В столовке им выдали фуфайки, валенки, шапки, и во главе с Ильей они отправились через всю территорию в пищеблок. Свежий воздух заполнил лёгкие, красота заснеженного леса, окружавшего корпуса больницы, заворожила. Интересно, думал Дима, почему в народе эту больницу прозвали «Малиной»? Может потому, что когда-то на этом месте была большая ягодная поляна? А может из-за того, что попавший сюда бедолага после сильных психотропных уколов улыбался, и жизнь казалась ему слаще мёда? Скорей всего это был горький юмор – в этой непредсказуемой, оплетённой проблемами и взвинченной стрессами жизни никто не застрахован от того, чтобы не оказаться тут за решеткой. Корпусов было много, значит, и потребность в них была, чтобы оградить общество от психов, хоть временно. Правда, в одном из дальних корпусов решёток на окнах не было. Там, по слухам, лечились платно те, кто мог себе это позволить. Областная же элита оздоравливалась в бывшей партлечебнице, куда консультантов по психическим заболеваниям приглашали из «Малины».

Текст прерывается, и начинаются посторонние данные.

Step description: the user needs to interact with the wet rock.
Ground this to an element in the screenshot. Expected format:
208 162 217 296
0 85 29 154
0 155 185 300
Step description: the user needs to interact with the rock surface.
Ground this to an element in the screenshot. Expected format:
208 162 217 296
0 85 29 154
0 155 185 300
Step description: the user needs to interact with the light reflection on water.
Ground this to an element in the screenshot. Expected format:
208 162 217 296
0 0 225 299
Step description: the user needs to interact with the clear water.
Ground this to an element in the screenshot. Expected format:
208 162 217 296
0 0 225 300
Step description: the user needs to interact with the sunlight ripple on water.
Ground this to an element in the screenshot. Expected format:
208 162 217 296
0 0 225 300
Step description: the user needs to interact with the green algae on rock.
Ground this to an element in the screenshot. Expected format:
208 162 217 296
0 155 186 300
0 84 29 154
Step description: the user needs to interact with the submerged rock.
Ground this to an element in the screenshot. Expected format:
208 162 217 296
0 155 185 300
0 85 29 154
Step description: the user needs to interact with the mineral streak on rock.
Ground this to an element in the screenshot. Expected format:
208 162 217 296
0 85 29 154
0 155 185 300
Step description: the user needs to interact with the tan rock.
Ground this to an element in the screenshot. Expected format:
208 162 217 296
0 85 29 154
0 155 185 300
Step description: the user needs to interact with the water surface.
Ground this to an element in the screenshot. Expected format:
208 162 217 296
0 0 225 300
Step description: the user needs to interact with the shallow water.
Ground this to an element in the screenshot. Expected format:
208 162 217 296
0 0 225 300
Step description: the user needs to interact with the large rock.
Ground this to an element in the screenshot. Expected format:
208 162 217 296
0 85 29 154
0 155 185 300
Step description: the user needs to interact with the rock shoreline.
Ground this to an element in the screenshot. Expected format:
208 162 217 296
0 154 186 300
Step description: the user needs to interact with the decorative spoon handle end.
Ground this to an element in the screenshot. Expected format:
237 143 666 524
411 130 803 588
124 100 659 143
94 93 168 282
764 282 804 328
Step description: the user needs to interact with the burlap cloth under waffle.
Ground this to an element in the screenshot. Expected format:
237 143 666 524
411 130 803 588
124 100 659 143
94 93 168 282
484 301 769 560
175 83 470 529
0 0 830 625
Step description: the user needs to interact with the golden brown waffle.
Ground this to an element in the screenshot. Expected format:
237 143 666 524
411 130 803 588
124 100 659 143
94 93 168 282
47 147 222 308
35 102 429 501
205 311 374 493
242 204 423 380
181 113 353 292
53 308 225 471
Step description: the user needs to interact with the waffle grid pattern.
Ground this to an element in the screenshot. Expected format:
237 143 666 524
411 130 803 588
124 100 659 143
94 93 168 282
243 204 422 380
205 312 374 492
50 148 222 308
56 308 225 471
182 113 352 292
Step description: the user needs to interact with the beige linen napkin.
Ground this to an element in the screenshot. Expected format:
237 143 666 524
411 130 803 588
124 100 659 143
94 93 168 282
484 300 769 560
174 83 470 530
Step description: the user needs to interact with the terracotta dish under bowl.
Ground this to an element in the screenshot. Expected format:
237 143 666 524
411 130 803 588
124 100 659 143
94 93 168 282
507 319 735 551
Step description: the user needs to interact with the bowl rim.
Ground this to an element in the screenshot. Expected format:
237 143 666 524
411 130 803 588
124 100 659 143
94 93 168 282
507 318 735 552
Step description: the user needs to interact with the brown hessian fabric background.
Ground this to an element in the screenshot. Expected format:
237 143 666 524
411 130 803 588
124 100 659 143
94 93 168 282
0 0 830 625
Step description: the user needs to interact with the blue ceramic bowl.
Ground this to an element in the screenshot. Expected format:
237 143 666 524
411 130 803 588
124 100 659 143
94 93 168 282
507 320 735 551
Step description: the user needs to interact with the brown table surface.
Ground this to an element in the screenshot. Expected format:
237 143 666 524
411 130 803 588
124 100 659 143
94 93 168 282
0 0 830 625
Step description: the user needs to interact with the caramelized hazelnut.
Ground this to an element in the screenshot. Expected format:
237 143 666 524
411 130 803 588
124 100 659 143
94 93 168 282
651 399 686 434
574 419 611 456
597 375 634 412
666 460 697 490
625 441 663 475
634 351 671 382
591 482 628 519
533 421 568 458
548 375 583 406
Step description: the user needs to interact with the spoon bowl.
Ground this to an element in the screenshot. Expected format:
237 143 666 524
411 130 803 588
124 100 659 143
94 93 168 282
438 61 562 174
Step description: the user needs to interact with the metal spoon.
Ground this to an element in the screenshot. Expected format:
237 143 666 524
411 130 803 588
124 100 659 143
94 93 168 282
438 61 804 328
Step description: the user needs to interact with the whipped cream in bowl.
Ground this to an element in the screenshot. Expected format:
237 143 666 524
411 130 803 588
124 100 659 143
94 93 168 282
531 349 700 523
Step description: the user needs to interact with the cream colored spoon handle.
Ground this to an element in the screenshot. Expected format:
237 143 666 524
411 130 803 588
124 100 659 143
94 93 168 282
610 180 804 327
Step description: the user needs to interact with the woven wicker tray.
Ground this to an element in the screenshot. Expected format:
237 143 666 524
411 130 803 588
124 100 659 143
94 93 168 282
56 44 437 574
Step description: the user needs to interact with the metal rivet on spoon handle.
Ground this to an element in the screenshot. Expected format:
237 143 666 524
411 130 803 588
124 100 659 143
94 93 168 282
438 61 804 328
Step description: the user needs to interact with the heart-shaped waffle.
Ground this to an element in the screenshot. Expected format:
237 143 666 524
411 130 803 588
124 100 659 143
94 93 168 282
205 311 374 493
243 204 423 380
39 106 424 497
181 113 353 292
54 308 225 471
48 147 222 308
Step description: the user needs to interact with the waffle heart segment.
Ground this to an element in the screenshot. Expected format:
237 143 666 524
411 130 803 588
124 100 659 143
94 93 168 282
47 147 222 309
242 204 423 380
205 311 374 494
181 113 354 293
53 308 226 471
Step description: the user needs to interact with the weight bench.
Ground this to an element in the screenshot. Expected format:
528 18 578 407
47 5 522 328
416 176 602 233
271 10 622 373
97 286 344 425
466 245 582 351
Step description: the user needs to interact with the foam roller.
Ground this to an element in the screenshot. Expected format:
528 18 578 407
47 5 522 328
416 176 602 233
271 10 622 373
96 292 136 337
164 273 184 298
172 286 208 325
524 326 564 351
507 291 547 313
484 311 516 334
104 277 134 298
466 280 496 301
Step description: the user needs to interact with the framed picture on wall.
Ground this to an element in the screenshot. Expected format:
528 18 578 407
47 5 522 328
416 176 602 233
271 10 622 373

Дима находился в отделении, которое можно было назвать «санпропускником». Сюда везли алкашей с «белой горячкой», шизофреников и параноиков во время обострения, чаще весной и осенью, припадочных, когда «Скорая» не знала, что с ними делать. Особой категорией здесь были подследственные. Каждый «тяжкий» уголовник во время допросов в следственном изоляторе обследовался на предмет его психической вменяемости. И если у бригады врачей, выезжавшей периодически в тюрьму, возникали какие-то сомнения, то бандита или даже убийцу под конвоем везли в «Малину», и здесь решалась его судьба.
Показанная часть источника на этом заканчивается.